Personal information
- Full name: Sergey Vladimirovich Kovalenko
- Nationality: Russian
- Born: 25 May 1976 (age 50) Shakhty, Rostov Oblast, Russian SFSR
- Height: 1.68 m (5 ft 6 in)
- Weight: 66 kg (146 lb)

Sport
- Sport: Wrestling
- Event: Greco-Roman
- Club: SKA Saint Petersburg
- Coached by: Grigori Davidyan

Medal record
Men's Greco-Roman wrestling
Representing Russia
World Championships
| Bronze medal – third place | 2006 Guangzhou | 66 kg |
European Championships
| Silver medal – second place | 2006 Moscow | 66 kg |
| Bronze medal – third place | 2005 Varna | 66 kg |

= Sergey Kovalenko (wrestler) =

Russian Greco-Roman wrestler

Sergey Vladimirovich Kovalenko (Серге́й Владимирович Коваленко; born 25 May 1976) is a Russian former Greco-Roman wrestler, who played for the men's welterweight category. and currently UWW referee. He won a bronze medal for the 66 kg division at the 2006 World Wrestling Championships in Guangzhou, China. He is also a two-time medalist at the European Championships (2005 in Varna, Bulgaria and 2006 in Moscow, Russia), and a member of SKA Saint Petersburg in Saint Petersburg, under his personal coach Grigori Davidyan.

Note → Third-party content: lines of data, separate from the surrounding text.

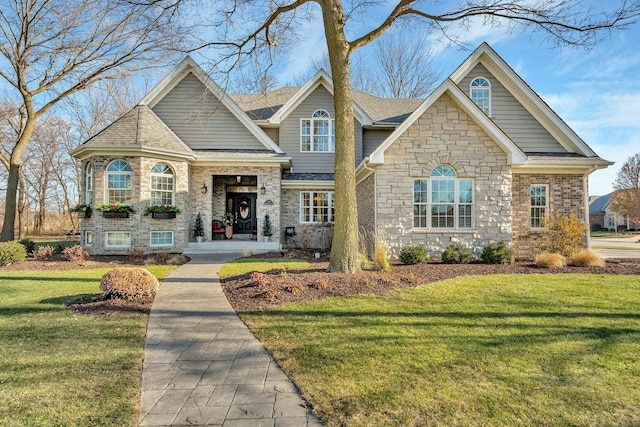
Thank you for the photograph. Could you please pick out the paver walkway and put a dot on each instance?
(203, 366)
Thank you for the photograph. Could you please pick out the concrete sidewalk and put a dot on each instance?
(203, 366)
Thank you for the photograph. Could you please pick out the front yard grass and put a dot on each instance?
(62, 368)
(480, 350)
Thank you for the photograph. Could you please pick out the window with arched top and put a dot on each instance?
(118, 182)
(317, 134)
(443, 201)
(162, 184)
(88, 184)
(480, 92)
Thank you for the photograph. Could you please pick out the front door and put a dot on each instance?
(243, 207)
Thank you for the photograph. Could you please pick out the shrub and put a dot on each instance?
(549, 260)
(43, 252)
(29, 245)
(564, 234)
(11, 252)
(496, 253)
(586, 258)
(75, 253)
(456, 253)
(413, 254)
(129, 283)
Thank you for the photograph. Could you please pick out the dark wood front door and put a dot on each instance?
(243, 207)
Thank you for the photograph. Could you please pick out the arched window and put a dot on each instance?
(88, 184)
(317, 134)
(481, 94)
(443, 200)
(118, 182)
(162, 184)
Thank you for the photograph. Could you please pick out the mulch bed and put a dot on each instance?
(315, 283)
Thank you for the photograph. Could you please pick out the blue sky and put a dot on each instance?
(593, 91)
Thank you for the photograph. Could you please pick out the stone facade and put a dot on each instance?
(308, 236)
(138, 225)
(566, 194)
(444, 134)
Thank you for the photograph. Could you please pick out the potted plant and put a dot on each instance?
(266, 228)
(115, 210)
(83, 210)
(162, 211)
(198, 228)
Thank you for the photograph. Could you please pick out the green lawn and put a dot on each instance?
(245, 265)
(501, 350)
(61, 368)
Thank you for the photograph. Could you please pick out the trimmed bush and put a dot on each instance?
(129, 284)
(549, 260)
(456, 253)
(11, 252)
(586, 258)
(413, 254)
(29, 245)
(75, 253)
(497, 253)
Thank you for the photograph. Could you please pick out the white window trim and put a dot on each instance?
(162, 245)
(173, 182)
(489, 88)
(332, 133)
(546, 206)
(106, 240)
(106, 181)
(311, 193)
(456, 218)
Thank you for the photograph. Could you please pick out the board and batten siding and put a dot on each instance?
(201, 120)
(512, 117)
(303, 162)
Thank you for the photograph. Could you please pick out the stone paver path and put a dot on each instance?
(203, 366)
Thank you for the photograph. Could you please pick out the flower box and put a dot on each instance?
(163, 215)
(115, 214)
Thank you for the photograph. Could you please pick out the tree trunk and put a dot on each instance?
(345, 246)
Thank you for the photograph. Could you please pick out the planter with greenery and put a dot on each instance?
(198, 228)
(82, 209)
(115, 210)
(162, 211)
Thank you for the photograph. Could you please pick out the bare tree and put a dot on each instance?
(626, 198)
(54, 49)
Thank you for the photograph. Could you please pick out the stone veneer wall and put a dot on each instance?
(444, 134)
(365, 193)
(566, 194)
(269, 176)
(308, 236)
(137, 224)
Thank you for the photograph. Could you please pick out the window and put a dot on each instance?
(161, 238)
(481, 94)
(117, 239)
(539, 205)
(88, 184)
(443, 201)
(317, 134)
(119, 182)
(316, 206)
(161, 184)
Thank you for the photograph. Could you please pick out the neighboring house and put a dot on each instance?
(480, 160)
(602, 217)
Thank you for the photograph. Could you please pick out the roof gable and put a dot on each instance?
(514, 154)
(188, 67)
(530, 100)
(319, 78)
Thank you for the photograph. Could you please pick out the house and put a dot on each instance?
(601, 216)
(482, 159)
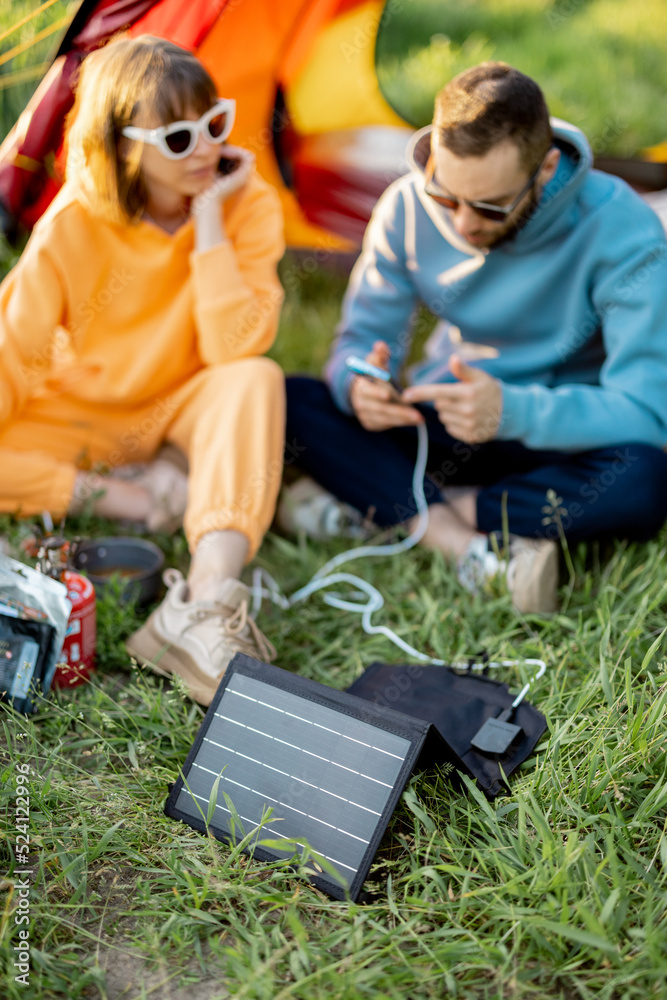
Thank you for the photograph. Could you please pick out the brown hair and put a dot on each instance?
(487, 104)
(142, 80)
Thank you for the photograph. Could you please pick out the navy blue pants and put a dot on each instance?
(620, 491)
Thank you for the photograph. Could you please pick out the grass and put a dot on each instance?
(599, 62)
(555, 891)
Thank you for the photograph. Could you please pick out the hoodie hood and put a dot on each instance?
(557, 199)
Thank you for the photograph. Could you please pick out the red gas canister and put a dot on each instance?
(78, 653)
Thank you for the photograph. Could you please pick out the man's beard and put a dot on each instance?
(514, 227)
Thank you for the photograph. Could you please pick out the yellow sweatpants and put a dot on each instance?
(228, 419)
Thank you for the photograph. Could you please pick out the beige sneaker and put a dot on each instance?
(531, 571)
(532, 575)
(197, 639)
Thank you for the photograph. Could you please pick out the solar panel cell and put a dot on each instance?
(328, 765)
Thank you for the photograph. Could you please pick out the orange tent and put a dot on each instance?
(308, 104)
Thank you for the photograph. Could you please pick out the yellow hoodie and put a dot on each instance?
(121, 314)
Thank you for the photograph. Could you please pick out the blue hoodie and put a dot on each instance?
(570, 315)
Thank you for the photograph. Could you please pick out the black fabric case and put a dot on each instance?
(457, 705)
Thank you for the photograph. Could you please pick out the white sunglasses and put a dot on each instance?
(179, 139)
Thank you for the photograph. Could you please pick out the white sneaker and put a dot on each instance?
(197, 639)
(307, 507)
(531, 571)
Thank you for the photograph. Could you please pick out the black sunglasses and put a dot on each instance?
(495, 213)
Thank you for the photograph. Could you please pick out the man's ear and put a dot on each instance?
(550, 166)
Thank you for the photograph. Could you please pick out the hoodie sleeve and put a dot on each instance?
(32, 305)
(380, 298)
(237, 294)
(630, 403)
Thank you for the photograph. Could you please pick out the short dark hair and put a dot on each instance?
(487, 104)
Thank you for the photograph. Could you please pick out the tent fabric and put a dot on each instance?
(254, 49)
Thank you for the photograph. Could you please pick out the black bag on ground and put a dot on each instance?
(459, 705)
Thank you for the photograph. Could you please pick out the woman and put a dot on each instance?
(137, 315)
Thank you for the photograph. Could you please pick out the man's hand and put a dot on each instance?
(470, 409)
(371, 401)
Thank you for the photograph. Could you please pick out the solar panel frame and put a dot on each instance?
(387, 721)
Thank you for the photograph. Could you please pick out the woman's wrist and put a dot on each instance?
(209, 227)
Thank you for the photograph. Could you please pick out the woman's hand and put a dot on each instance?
(224, 185)
(206, 206)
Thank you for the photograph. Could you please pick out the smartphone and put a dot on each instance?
(227, 165)
(367, 370)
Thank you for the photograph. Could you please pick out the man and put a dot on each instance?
(544, 388)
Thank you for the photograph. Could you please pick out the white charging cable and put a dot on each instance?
(264, 585)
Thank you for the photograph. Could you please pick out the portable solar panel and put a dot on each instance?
(330, 766)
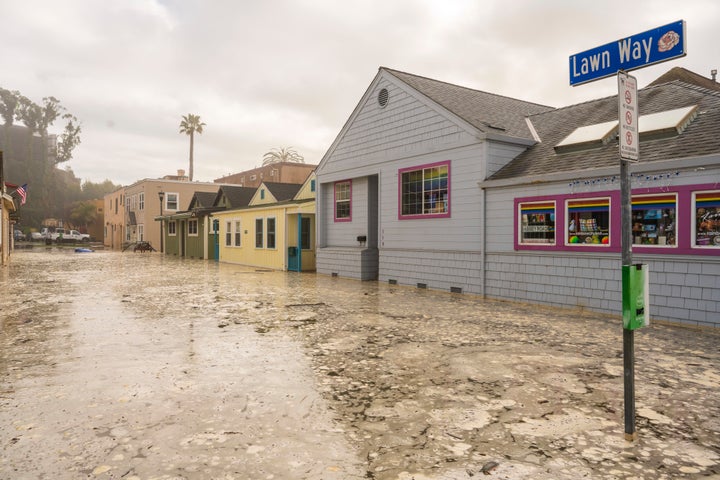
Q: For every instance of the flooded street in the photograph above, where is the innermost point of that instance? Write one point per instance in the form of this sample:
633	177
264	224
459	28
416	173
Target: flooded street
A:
137	366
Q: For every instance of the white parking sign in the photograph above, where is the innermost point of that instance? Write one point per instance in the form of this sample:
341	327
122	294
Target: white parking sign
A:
628	117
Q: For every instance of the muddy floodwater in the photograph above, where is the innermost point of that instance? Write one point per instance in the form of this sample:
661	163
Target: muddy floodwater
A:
138	366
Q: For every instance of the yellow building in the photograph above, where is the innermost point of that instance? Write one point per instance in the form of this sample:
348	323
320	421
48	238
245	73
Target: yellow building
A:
276	230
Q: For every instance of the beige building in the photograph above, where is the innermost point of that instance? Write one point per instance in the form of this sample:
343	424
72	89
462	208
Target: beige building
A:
281	172
129	212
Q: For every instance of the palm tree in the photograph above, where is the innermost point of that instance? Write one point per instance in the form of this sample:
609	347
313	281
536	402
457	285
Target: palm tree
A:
282	155
189	125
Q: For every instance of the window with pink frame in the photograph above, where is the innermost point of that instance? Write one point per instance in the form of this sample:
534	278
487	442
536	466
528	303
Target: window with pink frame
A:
343	201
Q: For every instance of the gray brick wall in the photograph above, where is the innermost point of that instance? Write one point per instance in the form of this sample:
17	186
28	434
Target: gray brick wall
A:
438	270
682	289
348	262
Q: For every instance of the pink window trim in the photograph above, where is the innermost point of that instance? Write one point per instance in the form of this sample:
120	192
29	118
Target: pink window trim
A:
684	235
426	215
349	218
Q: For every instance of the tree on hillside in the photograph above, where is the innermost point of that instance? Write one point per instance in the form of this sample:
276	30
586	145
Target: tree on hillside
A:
282	155
30	157
82	214
69	139
92	191
8	105
190	125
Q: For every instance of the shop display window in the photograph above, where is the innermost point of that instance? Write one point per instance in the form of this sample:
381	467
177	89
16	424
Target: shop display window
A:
654	220
537	223
706	206
588	222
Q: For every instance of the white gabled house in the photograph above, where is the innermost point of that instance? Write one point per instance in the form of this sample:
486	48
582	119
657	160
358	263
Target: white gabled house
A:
438	186
398	197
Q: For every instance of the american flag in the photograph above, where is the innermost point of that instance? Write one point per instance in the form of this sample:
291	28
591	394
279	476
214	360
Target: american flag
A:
22	191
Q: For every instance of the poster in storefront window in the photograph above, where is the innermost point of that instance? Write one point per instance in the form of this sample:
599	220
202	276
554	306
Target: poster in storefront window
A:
707	219
537	223
588	222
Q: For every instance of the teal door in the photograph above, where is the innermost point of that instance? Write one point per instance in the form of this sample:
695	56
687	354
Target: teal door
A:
215	255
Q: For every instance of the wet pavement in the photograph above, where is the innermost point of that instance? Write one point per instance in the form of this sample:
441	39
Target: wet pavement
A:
137	366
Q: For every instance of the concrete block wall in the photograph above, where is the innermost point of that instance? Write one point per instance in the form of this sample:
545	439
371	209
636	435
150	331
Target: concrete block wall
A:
682	289
348	262
439	270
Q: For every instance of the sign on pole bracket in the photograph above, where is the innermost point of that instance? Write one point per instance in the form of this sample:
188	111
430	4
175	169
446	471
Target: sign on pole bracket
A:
628	113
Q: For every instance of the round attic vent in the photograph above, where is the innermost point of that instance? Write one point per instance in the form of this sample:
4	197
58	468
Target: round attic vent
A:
383	97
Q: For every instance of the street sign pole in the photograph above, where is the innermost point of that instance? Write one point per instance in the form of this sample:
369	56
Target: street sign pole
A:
653	46
628	140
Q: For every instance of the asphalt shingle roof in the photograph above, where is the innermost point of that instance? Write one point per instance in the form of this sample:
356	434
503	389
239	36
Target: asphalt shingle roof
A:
283	191
237	196
487	112
701	137
684	75
203	199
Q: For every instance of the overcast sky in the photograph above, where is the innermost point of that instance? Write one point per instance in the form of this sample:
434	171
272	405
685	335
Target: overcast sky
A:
288	73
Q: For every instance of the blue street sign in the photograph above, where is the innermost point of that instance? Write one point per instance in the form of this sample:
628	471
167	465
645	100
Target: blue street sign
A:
654	46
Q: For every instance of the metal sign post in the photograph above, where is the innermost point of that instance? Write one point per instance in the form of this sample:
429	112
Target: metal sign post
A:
637	51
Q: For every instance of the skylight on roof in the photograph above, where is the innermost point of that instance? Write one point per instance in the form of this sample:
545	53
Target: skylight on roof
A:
652	127
599	133
672	121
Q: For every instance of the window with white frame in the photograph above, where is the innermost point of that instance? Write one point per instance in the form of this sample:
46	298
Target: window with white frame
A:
258	233
270	232
192	227
343	200
706	219
425	191
172	201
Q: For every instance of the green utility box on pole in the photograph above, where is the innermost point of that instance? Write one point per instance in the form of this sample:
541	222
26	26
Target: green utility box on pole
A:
636	296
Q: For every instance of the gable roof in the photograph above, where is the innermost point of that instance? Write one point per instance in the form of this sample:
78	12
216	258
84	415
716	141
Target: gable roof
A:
487	112
701	137
236	196
202	199
283	191
686	76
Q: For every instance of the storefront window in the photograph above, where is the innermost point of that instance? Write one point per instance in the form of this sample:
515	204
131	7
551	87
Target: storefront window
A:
653	218
537	223
707	219
588	221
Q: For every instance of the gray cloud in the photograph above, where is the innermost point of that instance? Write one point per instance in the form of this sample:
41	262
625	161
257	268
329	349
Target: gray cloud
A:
289	73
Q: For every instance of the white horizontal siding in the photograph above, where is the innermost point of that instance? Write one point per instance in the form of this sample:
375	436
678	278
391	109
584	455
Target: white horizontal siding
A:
459	232
405	127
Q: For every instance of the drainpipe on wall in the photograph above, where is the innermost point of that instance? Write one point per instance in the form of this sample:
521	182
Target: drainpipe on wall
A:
483	229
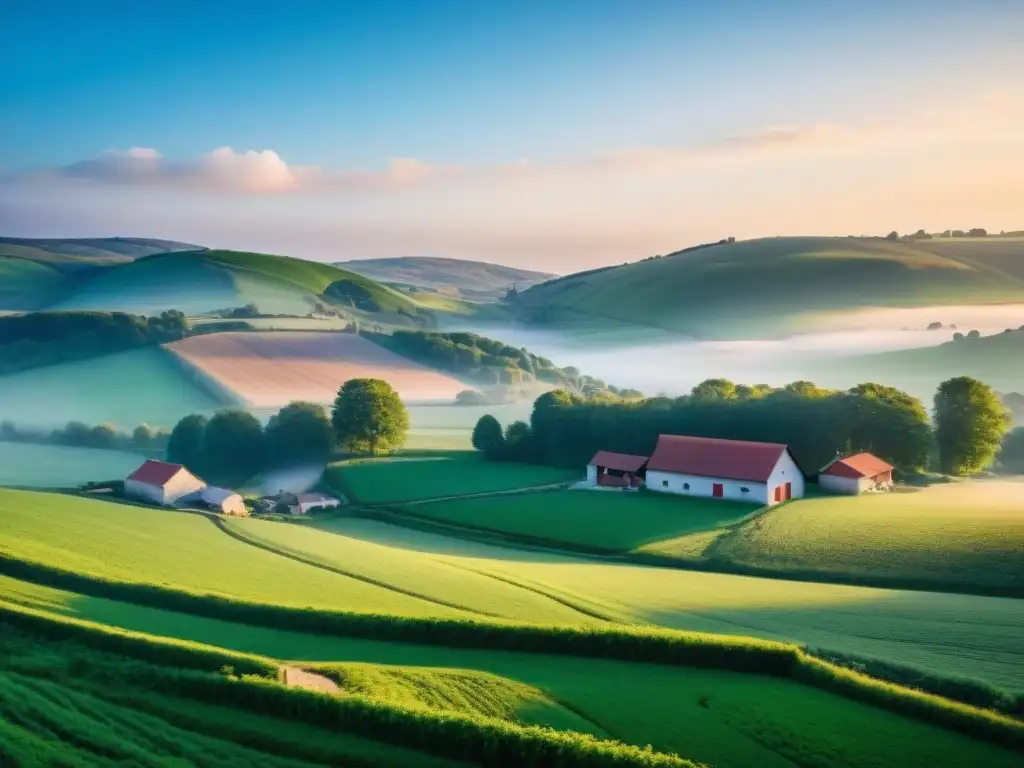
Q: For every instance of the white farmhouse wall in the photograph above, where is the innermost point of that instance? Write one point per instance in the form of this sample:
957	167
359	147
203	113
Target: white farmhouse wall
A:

At age thirty-two, Kovalenko made his official debut for the 2008 Summer Olympics in Beijing, where he competed in the men's 66 kg class. He defeated Algeria's Mohamed Serir by a technical superiority (a score of 0–12) in the preliminary round of sixteen, before losing out the quarterfinal match to Bulgarian wrestler and 2005 World champion Nikolay Gergov, with a three-set technical score (1–2, 5–2, 1–3), and a classification point score of 1–3.